Bütün alelade kâbusların en klişe öğesi olan “karanlık bir sokak”taydım kendi kâbusumda. Sokak dardı ve çukurlarla doluydu. İki yanımda uzanan binaların pencerelerinin hiçbirinde zerre kadar ışık yoktu, dolunaydan yansıyan loş ışıktan başka. Örtülen beyaz perdeler her pencerede kıvrımlarına kadar aynı şekilde duruyordu. Binalar boktan bir dekor gibiydi. Perdeler sabitti, sokak sabitti, en çok da yürürken çarptığım taşlar sabitti. Zaman durmuştu bu sokakta. Ve tek yaşayan bendim sanki koca şehirde. Birini aradığımı hatırlıyorum. Ya da bir yerdi aradığım. Kendi evim olabilirdi. Evet, tanımadığım bir sokakta bana evimi tarif edebilecek bir tanıdıktı aradığım.
Loş ışıkta doğru dürüst önümü görmeden yürüyordum. Yürürken çıkardığım ayak sesleri sokağın karanlığında ağır ağır yankılanıyordu. Sokağın sonuna kadar yürüdüm. Çıkmaz sokaktı! Koca bir duvar vardı önünde. Ve sol tarafta küçük bir büfe vardı. Büfeyi sonra fark ettim. Önünde küçük bir ampul sallanarak yanıyordu. Birilerini bulabilme umuduyla büfeye girdim. Ama içeride kimse yoktu. Hatta tek bir eşya bile yoktu, bomboştu. Sadece kontörlü bir telefon gördüm tezgâhın üstünde. Babamı arayabilirdim bu telefonla. Bir şekilde yerimi tarif ederdim ve gelip beni alırdı buradan. Ahizeyi kaldırdım. Numarayı çevirmek için tuşlara yöneldim, ancak üçer üçer dizilmiş on iki tane tuşun üzerinde rakamlar yerine hiyerogliflere benzer şekiller vardı. Kafam iyice karışmıştı. Babamın cep telefonu numarasını düşündüm. Ama bu tuşların hangisi beni ona ulaştırırdı, bilmiyordum. Sonra, her bir tuşun normal düzendeki gibi bir sayıya karşılık gelebileceğini sanıp tuşlamaya başladım. Sıfır için en alt sıranın orta tuşuna, beş içinse ikinci sıranın orta tuşuna bastım. Ve bu şekilde uyduruk bir tahminle tuşladım bütün numarayı. Çalıyordu!
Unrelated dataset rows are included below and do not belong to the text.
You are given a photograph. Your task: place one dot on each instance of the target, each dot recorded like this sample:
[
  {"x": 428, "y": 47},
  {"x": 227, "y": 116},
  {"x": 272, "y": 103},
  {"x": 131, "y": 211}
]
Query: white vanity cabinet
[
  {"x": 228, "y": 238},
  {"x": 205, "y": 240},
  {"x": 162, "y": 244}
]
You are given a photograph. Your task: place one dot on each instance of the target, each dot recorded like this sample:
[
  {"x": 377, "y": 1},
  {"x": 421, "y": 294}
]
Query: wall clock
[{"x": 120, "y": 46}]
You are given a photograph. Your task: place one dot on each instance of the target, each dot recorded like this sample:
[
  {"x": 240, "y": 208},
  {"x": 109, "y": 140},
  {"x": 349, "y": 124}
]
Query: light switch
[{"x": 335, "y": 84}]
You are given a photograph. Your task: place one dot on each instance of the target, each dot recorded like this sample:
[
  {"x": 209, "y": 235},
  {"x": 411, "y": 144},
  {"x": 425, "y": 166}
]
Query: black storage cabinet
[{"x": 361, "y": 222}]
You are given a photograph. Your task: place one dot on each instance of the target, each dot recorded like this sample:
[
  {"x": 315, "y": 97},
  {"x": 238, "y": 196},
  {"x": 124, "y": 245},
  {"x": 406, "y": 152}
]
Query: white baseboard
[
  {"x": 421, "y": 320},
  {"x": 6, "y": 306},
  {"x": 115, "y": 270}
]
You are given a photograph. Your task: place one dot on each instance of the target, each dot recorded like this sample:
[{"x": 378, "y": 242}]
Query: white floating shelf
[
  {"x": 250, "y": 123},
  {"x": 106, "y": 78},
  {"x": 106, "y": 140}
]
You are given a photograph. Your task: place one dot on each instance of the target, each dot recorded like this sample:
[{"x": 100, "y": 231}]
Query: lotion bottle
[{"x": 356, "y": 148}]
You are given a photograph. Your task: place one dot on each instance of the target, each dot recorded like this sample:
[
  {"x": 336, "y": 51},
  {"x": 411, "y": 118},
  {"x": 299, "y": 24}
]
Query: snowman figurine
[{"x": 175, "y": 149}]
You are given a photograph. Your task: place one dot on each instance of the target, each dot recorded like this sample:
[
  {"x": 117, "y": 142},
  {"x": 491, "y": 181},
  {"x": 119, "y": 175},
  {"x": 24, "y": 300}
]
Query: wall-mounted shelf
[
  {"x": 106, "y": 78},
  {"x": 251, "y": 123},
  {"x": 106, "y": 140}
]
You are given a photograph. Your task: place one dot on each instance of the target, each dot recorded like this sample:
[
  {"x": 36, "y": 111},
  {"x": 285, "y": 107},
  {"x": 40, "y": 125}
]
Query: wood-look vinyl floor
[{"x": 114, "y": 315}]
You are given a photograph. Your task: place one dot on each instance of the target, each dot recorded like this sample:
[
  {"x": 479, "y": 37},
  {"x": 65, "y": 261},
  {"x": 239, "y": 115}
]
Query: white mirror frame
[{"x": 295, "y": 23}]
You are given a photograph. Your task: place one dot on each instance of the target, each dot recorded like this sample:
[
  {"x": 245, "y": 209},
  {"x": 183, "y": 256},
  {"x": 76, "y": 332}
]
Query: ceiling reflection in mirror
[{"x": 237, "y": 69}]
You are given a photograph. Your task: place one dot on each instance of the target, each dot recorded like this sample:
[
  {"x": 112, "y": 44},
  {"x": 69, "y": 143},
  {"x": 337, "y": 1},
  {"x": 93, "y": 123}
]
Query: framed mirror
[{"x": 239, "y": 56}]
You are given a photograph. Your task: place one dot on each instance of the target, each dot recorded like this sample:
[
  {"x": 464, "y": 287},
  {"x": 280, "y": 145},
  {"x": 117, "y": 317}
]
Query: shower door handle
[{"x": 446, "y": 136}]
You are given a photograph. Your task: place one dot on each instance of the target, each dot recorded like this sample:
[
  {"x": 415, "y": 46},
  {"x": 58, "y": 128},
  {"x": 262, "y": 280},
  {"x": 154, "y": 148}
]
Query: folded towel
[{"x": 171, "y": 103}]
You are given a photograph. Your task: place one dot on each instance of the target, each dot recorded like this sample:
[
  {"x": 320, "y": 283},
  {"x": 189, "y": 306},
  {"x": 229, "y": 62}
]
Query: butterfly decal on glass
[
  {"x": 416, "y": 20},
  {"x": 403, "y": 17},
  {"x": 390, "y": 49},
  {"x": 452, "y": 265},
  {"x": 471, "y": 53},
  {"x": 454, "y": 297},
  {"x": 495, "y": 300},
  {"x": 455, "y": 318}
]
Bir iki kere çaldı. Ardından kesildi ve bir bant kaydı girdi devreye. Yumuşak ve ağdalı bir sesti bu. Çok geçmeden tanıdım. Telefondaki ses… Zeki Müren’den başkası değildi! Kafayı yemek üzereydim. Nasıl olurdu? O herif yıllar evvel ölmemiş miydi?
O ağır ses tonuyla konuşmaya başladı:
“aradığınız numara çok saçma bir numaradır beyefendi. Ve sakın bir daha aramayın!” dedi ve kayıt kesildi. Bağırmıştı bana. Zeki Müren. Hem de bant kaydında.
Saçma olan numara değil, bu sokaktı! Ne tür bir kâbustu bu. Ahizeyi şaşkınlıkla indirdim. Sağıma baktım. Az önce duvarlarla örülü olan sokağın sonunda bembeyaz bir ışık parlıyordu. Dar sokağı daha da daraltmış dekor binalardan bana doğru yansıyordu. Yavaş yavaş yürümeye başladım ışığa doğru. Karanlık giderek azalıyordu. Işığın sonunda tanıdık birini bulabilecek miyim düşüncesi kafamdaki en hâkim şeydi. Az önceki “Zeki Müren” şokundan eser kalmamıştı. Ve ben yaklaştıkça ışığa, her şey giderek tanıdıklaşıyordu bana.